Browse the list of summer youth camps at the Jewish Community Center of Greater Kansas City and parents are bound to find something to suit just about any childhood personality.
There are classic youth activities for softball players, theater performances for emerging actors and trendy Lego camps for the STEM-obsessed.
The Jewish Community Center, situated in Overland Park near Sprint’s world headquarters, tweaks offerings to keep modern campers engaged. But one thing it hasn’t changed after decades of hosting camps is an underlying focus on good deeds and giving back to the community. The camp guide makes it clear: Values are part of the lesson.
By middle school, one special camp puts community service front and center. Ma’Asim Tovin camp, which means “good works” in Hebrew, allows campers to volunteer in the community every morning and participate in recreational programs in the afternoon.
“They’ve gone to Harvesters (Community Food Network). They worked in a garden whose produce goes to a food distribution center. They work with senior adults, children. They’ve been to the zoo,” says Jill Maidhof, director of Jewish life and learning. “So they’re all over the place – all with the idea that we give to the community. We are part of this community, and we give to the community.”
The work of Maidhof, a 2014 alumna of the Kansas Leadership Center, and the Jewish Community Center embody the Kansas Leadership Center principle that “leadership is an activity, not a position.” By inspiring and empowering those who walk through the doors to take action, the center works to make a sizable positive impact in a Kansas City region where Jews number about 19,000, or just more than 1 percent of the population, according to the online Jewish Virtual Library.
Younger campers help out by conducting drives, be it for toilet paper, food or school supplies. It’s important, Maidhof says, that children learn the importance of giving back for the greater good.
“The Jewish Community Center has been in Kansas City for over 100 years,” Maidhof says. “Throughout those years we’ve taken very seriously the (words) ‘Jewish,’ the ‘community’ and the ‘center’ as a place of gathering.”
At the beginning of the 20th century, Jewish immigrants came to the center to study English and learn American customs. It was a safe place to learn while their children were cared for.
“They were not burdens on society. We did our best to help them become contributing members in America as comfortably, happily and quickly as possible,” Maidhof says.
These days the center offers a helping hand to all refugees as it seeks to build understanding and compassion across faiths.
The civic commitment is an intrinsic part of being Jewish, Maidhof says.
Inside her office on a recent sunny day, Maidhof proudly wears a T-shirt with the Hebrew words “love your neighbor as yourself.”

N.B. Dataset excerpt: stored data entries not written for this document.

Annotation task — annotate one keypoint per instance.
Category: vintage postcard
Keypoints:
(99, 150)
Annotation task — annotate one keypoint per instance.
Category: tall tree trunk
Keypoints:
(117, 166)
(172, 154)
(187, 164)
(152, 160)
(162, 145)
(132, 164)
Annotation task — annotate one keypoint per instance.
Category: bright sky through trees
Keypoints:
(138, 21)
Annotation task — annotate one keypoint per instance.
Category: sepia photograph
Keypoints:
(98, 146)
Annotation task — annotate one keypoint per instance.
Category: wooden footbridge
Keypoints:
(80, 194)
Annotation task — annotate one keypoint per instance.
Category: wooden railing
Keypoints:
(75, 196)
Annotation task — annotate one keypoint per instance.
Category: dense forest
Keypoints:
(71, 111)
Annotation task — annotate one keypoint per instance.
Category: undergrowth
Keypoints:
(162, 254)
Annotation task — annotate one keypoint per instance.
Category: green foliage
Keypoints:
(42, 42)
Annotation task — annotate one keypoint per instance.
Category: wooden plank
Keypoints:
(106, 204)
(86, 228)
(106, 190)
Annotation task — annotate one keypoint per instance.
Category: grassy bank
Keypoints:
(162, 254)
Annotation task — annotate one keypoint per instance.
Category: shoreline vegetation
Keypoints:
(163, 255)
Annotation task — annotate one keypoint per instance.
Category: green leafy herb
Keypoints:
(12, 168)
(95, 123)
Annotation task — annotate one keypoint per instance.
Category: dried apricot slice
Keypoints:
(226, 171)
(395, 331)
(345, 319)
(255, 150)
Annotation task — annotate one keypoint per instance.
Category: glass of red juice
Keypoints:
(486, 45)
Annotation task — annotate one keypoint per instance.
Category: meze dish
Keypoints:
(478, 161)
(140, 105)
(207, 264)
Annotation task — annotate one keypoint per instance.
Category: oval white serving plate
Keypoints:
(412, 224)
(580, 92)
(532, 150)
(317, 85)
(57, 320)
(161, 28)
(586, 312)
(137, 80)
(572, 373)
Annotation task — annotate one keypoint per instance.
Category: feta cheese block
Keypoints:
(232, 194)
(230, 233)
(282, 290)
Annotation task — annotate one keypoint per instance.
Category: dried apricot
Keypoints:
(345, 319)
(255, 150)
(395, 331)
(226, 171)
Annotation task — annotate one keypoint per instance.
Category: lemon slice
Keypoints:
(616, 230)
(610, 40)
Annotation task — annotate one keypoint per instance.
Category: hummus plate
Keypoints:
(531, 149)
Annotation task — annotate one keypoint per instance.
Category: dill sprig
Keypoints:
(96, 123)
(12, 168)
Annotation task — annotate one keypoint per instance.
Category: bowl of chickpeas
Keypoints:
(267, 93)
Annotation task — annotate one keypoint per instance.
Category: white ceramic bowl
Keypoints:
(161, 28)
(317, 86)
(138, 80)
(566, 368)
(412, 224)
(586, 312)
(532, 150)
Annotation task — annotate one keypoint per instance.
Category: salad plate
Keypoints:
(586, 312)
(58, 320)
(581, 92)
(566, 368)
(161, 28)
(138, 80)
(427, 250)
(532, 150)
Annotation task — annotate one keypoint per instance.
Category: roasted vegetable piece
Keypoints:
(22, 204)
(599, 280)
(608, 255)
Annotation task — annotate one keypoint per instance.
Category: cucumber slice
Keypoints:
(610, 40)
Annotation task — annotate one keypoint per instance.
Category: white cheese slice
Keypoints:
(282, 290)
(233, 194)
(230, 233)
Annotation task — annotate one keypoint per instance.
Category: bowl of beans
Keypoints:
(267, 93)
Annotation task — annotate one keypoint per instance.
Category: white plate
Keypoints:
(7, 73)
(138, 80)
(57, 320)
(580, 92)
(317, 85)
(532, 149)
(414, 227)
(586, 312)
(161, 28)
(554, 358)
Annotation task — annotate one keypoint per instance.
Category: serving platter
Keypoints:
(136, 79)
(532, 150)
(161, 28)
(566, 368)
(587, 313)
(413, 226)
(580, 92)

The community center is open to all. About half the members are not Jewish. The center houses a state-of-the-art workout facility, swimming pool, day care, art and cultural programs, and more.

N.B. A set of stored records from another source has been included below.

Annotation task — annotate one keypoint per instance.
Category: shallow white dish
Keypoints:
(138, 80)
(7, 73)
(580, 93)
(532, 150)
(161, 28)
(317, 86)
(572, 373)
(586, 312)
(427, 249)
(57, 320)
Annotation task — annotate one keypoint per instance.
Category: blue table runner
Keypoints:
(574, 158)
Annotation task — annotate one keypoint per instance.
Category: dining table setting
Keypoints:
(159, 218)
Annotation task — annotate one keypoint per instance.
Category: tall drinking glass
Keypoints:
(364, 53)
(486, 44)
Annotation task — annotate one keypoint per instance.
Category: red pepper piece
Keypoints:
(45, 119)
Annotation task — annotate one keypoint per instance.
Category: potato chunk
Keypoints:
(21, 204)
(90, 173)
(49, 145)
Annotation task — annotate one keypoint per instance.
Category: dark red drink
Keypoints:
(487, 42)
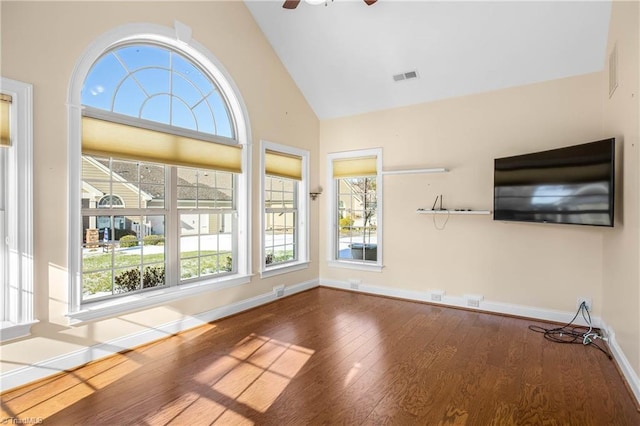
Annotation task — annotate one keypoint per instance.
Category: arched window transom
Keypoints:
(158, 84)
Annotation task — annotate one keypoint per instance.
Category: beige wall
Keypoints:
(537, 265)
(43, 51)
(621, 118)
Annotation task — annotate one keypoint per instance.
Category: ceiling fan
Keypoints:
(292, 4)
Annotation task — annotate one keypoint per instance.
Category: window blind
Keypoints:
(110, 139)
(355, 167)
(283, 165)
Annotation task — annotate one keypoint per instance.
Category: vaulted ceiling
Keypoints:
(344, 56)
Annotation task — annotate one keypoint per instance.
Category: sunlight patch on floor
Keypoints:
(263, 369)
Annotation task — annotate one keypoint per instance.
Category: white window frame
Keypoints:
(302, 219)
(332, 210)
(16, 269)
(180, 40)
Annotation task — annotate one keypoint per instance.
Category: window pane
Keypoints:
(102, 81)
(205, 244)
(127, 280)
(280, 220)
(97, 284)
(357, 219)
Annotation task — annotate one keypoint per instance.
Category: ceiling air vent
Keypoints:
(405, 76)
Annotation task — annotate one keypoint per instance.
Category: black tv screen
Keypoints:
(571, 185)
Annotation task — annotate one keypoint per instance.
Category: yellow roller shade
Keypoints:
(5, 130)
(109, 139)
(283, 165)
(355, 167)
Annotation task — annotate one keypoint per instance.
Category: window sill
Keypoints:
(105, 309)
(283, 269)
(10, 331)
(372, 267)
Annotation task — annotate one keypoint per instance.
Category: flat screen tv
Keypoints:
(571, 185)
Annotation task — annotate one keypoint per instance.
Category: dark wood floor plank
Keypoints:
(334, 357)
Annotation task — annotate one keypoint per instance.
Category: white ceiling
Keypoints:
(343, 56)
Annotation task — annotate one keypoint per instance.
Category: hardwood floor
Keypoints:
(333, 357)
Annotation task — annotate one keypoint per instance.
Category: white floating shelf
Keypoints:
(415, 171)
(475, 212)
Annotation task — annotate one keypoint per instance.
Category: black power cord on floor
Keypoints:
(575, 334)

“That diversity only enriches us,” she says. “It broadens our thinking.”
Sometimes it means the center sends members into the community to serve others. Other times the center hosts programs and invites the public to use its facility. It is home to several collaborative performances.
For the past several years, the center has partnered with Johnson County’s Theatre in the Park on a production. This year audiences could see “Mary Poppins” at the air-conditioned community center theater. Or they could watch the same performance outside at the Theatre in the Park, which is organized by the county. It was the same production with the same actors, but by varying the venue it allowed different audiences to see the production.

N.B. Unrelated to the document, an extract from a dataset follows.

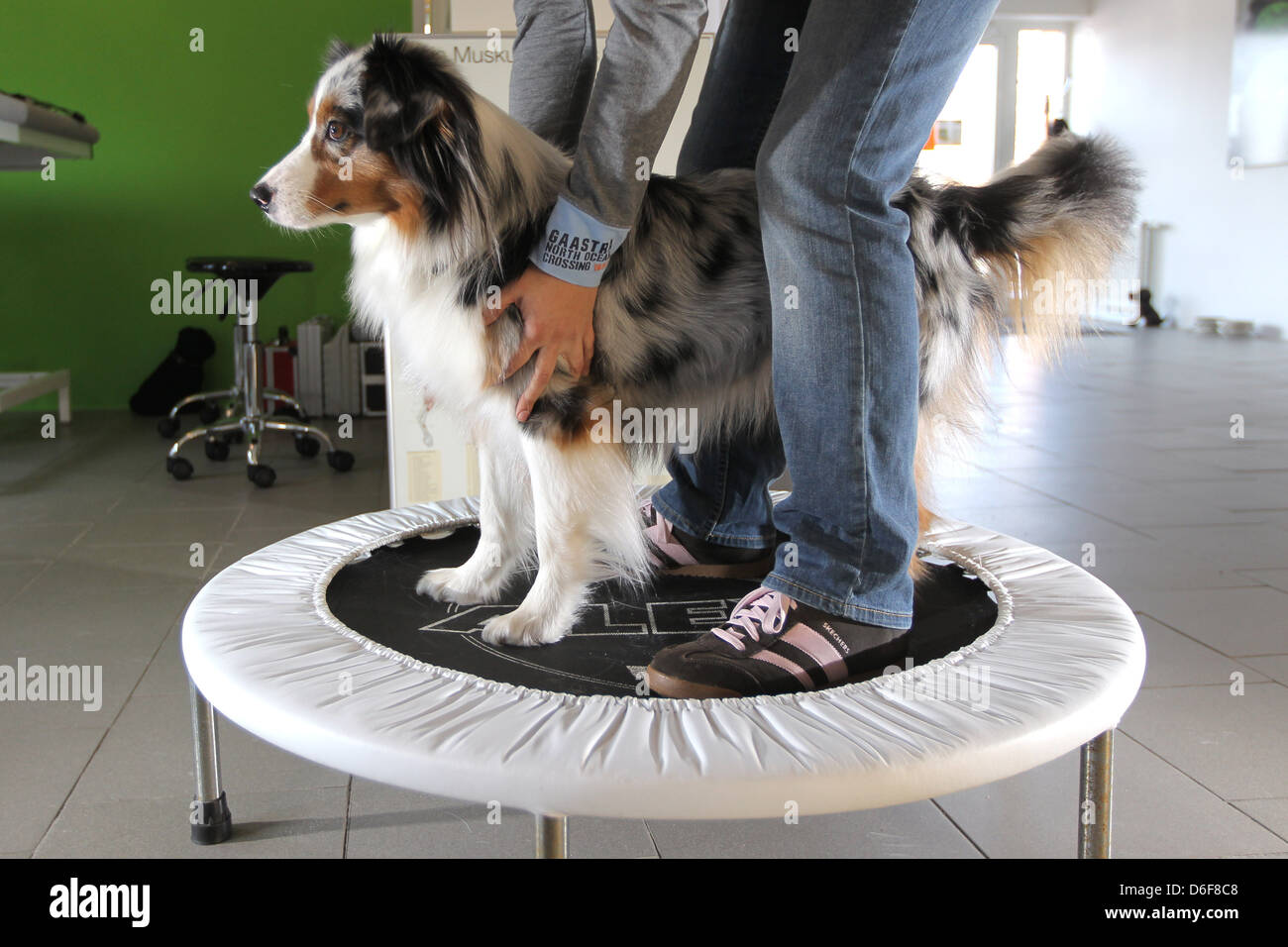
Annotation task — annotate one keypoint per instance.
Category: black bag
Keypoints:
(178, 376)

“By doing that, we just use community resources more effectively,” Maidhof says.
The center has also become an established place for the public to hear about social justice issues, be it through theater performances, art gallery openings or ecumenical services.
“We use our various venues to forward a social justice agenda,” Maidhof says.
The work is far from easy. The doors remain open to the public even after a white supremacist targeted the center in 2014 and killed two people in the parking lot. The victims were on their way to a regional youth singing contest. A third person was killed in a nearby Jewish retirement community.
The tragedy strengthened the community center’s resolve and commitment. It promotes and helps host events for SevenDays, an effort to promote peace and understanding that was initiated after the shootings.
The center also built a memorial on campus with unsolicited donations received after the shooting. A youth group from Georgia on a cross-country trip recently stopped by to sing at the memorial.
“We want this to become a destination,” Maidhof says, “and a place of comfort and inspiration for people.”
—Dawn Bormann Novascone is a freelance journalist based in Kansas City who spent 15 years covering news at The Kansas City Star.